Sehr geehrter Herr Dr. Althusmann,
der Austritt von Lagerstättenwasser in Emlichheim hat das Vertrauen der Bevölkerung im Unterwesergebiet und darüber hinaus schwer erschüttert. Nicht nur der bislang einmalige Umfang dieses Störfalles, sondern vor allem der Zeitraum von 4 Jahren, in dem nicht eingegriffen wurde, bestärken uns in der Auffassung, dass die Öl- und Gasproduktion oder gar deren Ausweitung im dicht besiedelten Niedersachsen nicht länger akzeptabel ist.
Man mag sich nicht vorstellen, was eine derartige Leckage in Gebieten mit Trinkwassergewinnung wie in den Kreisen Rotenburg oder Verden anrichten könnte. Es ist überhaupt nicht mehr einzusehen, dass für den prozentual geringen Beitrag zur Gesamtversorgung, den die heimische Förderindustrie leistet, derartige Risiken nicht nur für unser Trinkwasser eingegangen werden. Auch die ungeklärte Häufung von Krebsfällen in bestimmten Gebieten und eine Vielzahl anderer Umweltschäden gehören in diese Betrachtung.
Die Liste der bekannten und bestätigten Störfälle in dieser Industrie wird von Jahr zu Jahr länger – der Fall Emlichheim allerdings ist wohl der vorläufige Tiefpunkt.
Leider wird unseren Forderungen immer wieder entgegengehalten, dass man nicht gleichzeitig aus Kernenergie, Kohle und Gas aussteigen kann. Führende Wissenschafter halten das durchaus für möglich und belegen es durch anerkannte Studien.
Für uns ist aber entscheidend, was in Niedersachsen geschieht. Mit Begriffen wie Brücken- energie und Versorgungssicherheit muss man deshalb in unserem Bundesland nicht hantieren, denn diese Argumente legen nahe, die nationale Energieversorgung sei von der heimischen Förderung abhängig. Das trifft jedoch nicht zu, sondern verstellt den Blick auf das vor Ort Wesentliche: Die Sorge der Bürger um die eigene und mehr noch um die Gesundheit ihrer Kinder.

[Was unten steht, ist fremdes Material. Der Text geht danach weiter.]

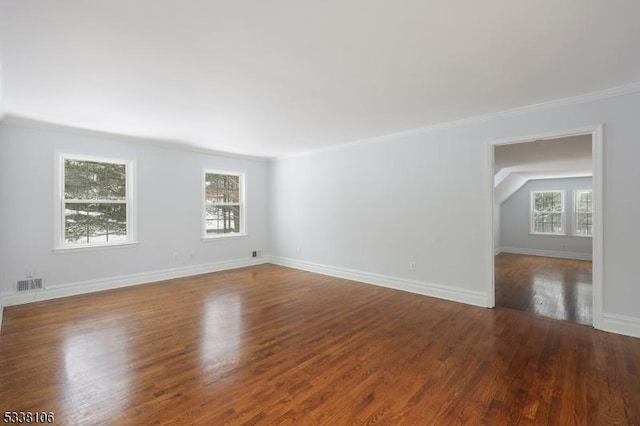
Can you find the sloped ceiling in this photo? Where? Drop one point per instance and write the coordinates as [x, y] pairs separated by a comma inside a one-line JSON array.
[[516, 164], [279, 77]]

Auch Ihr immer wieder gezeigter Einsatz für den Erhalt der Arbeitsplätze in der Öl- und Gasindustrie ist zwar sehr anerkennenswert – aber ist es nicht vielmehr so, dass diese Arbeitsplätze mehr durch ein allzu langes Festhalten an einer überkommenen Wirtschaftsweise gefährdet werden? Die Industrie hat gezeigt, dass sie durchaus in der Lage ist, sich auf veränderte Rahmenbedingungen erfolgreich und zukunftsorientiert umzustellen.
Unsere Erwartung an Sie als Wirtschaftsminister ist, dass Sie für diese notwendigen Veränderungen rechtzeitig – also bald – sorgen.